Liz de Jager's considerable knowledge of British and European mythology and folk tales is even more evident in Vowed than it was in Banished, as is her love for her adopted city of London. These elements of folklore are so well woven into the story that it is nigh on impossible to determine which are from legend and which are the fruits of the writer's considerable imagination. At times I found myself having to resist from picking up my phone to access Wikipedia to look up a particular reference, and instead had to make a note to check things later. The author also teases her readers with her characters making off hand remarks about previous undocumented events, and also other aspects of the world she has created' leaving us with a feeling that she has so much more to offer beyond this planned trilogy.

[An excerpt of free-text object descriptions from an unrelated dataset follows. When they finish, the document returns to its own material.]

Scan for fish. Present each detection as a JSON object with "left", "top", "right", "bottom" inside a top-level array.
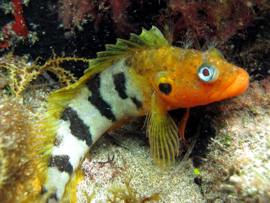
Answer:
[{"left": 40, "top": 26, "right": 249, "bottom": 202}]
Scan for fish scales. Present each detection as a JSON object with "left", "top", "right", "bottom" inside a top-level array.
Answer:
[
  {"left": 37, "top": 26, "right": 249, "bottom": 202},
  {"left": 44, "top": 60, "right": 145, "bottom": 201}
]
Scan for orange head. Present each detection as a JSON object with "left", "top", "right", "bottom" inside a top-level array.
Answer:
[{"left": 150, "top": 47, "right": 249, "bottom": 109}]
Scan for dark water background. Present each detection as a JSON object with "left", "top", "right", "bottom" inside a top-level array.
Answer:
[{"left": 0, "top": 0, "right": 269, "bottom": 79}]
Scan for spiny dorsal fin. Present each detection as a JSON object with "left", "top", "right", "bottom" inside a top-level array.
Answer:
[
  {"left": 46, "top": 26, "right": 169, "bottom": 114},
  {"left": 84, "top": 26, "right": 169, "bottom": 77}
]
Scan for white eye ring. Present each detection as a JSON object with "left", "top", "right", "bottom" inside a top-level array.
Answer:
[{"left": 198, "top": 64, "right": 218, "bottom": 83}]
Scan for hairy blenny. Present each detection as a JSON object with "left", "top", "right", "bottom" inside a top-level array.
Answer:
[{"left": 37, "top": 26, "right": 249, "bottom": 202}]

Like its predecessor, Vowed has some cracking adrenaline-fuelled action sequences, although they take something of a backseat in this episode. In fact that where I felt that Banished was very much an action urban fantasy story, Vowed is more of a detective/crime story rooted in the author's urban fantasy world.
I gave Banished four stars on Goodreads, and as I enjoyed this book even more I just ahd to give it five. However, it is not without fault and so the rating is actually a rounded up 4.5 stars. There were a handful of plot threads that were left dangling, which is understandable given that this is the second book in a trilogy, but for me a few of them felt that their lack of resolution felt unnatural and not in keeping with Kit's character. My other issue comes about more because of my friendship with Liz de Jager: at times Kit's voice (and occasionally that of some of the other characters) just seemed far too much like that of the real life author (both spoken and her 'twitter voice'). Liz is a self-confessed and proud geek, and in my opinion there were a few too many references to geek culture inserted into the dialogue of Kit and some of the other characters, and at times these jarred with me as I didn't feel that they were necessary or added to the humour in the dialogue in any great way.
Vowed has a little something for everyone - fantasy, action, mystery and plenty of thrills. I just hope that when Judged, the concluding part of the trilogy, is released in November someone will point me back at this review so that I don't leave it unread for quite as long. Looking at my middle grade heavy TBR pile it might be one of the few YA books I read in 2015.